Tosta de huevas de rodaballo y polvo de vinagre (Wikimedia commons - Imagen con licencia CC BY-SA 2.0).

Dentro de la vida de los seres humanos, la marmita constituye uno de los acontecimientos en los que la “civilización” está más presente. Y es que la cocina está sujeta a horarios. También a unos modos preestablecidos de comer y preparar el puchero. Por ejemplo, en una cena con amigos no se nos ocurre desdeñar el atuendo y, menos aún, esos adminículos que acompañan al buen yantar, como vajilla, tenedores, cuchillos, copas… o un mantel magnífico.

Ahora bien, desde que en la década de los 70 del siglo pasado los críticos gastronómicos Henri Gault y Christian Milleau defendieron el mirlo blanco de la nouvelle cuisine, ésta encontraría un filón de adherentes y seguidores, opuestos a la cuisine clásica. Aupada por la moda, la nouvelle cuisine inauguró un estilo caquéctico que venía a romper el alma tradicional, generosa de los fogones. Me explico: al preferirse la forma -muy fashion y todo lo que se quiera, pero forma- frente a la facundia de los nutrientes; al ser elegida la fiesta agridulce y a veces exóticamente nitrogenada de las viandas; al ocupar, en definitiva, un lugar primario la presentación esquelética de los comestibles; se consiguió defenestrar a los alimentos.

En lugar de dejar hablar a éstos, suele aparecer sobre la mesa un plato gigantesco que ocupa el espacio de casi dos comensales y que celebra por comida unos míseros bultitos. De nada sirve que haya líneas caprichosas de colores, dibujadas por el sumo cocinero. Tampoco vale de mucho el ramillete de perejil que atavía las esquinas de la escudilla, o el adivina, adivinanza “qué estoy comiendo”, ya que tan solo hay dos trozos liliputienses de pitanza para saborear.
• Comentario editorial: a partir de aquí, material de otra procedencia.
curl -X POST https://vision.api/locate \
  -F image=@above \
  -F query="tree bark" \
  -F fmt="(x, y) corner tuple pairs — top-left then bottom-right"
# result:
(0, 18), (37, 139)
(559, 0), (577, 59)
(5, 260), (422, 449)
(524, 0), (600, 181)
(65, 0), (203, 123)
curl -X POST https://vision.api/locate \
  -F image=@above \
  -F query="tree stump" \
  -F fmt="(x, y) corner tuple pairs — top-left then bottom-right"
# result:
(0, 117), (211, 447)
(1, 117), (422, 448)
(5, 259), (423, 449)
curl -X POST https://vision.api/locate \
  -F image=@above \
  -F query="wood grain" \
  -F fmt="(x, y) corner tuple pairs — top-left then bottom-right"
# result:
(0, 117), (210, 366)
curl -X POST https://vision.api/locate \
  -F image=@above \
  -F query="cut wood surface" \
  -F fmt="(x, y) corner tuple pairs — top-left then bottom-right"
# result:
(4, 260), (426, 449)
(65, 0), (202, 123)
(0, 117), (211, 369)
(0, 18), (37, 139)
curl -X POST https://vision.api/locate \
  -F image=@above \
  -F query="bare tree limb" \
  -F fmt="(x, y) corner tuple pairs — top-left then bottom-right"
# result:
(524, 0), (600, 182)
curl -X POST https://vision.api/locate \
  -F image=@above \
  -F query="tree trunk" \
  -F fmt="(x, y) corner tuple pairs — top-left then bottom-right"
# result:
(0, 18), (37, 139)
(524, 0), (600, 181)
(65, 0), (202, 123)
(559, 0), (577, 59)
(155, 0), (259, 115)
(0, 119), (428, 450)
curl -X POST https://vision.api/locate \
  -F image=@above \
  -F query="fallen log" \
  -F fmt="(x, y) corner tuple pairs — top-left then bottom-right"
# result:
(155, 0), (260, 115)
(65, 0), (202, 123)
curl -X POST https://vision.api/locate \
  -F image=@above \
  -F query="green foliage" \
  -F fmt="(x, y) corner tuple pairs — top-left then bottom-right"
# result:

El degusto genera disgusto

Yo no soy de buen rozo. Sin embargo, para quienes tienen apetito, imagino que el degusto genera disgusto, pues también se come por la vista, o sea, por el tamaño especular de  la raciónAlgunos adolescentes se perforan el cuerpo en lugares en donde el dolor resulta agudo. Algunos adultos, con equivalente masoquismo, trepanan sus apetitos adecuando el paladar al corazón de una cocina que planifica la liviandad espiritual de la alimentación y justifica la delicadeza de los platos ofreciendo de manera enrevesada porciones harto, harto minúsculas.

Menguada la medida de las dosis, es posible que estemos ante el renacimiento de la sisa. Para quienes hemos arrinconado en el olvido el significado de esta fórmula arcaica, la sisa era un impuesto, establecido en plena Edad Moderna, que consistía en cobrar al consumidor una parte de los géneros comestibles que adquiría. Vamos, usted iba a por una docena de huevos y, por la gracia del gravamen, en realidad compraba una decena. No me cabe duda de que cuando nos acercamos a determinados establecimientos de campanario y gran ruido mediático debemos o bien ir comidos o, si no, aleccionados en la idea de sufragar el pellizcazo de la sisa. Decida, pues, usted por sí mismo. Y concluya si merece la pena el “come, come, que te siso”.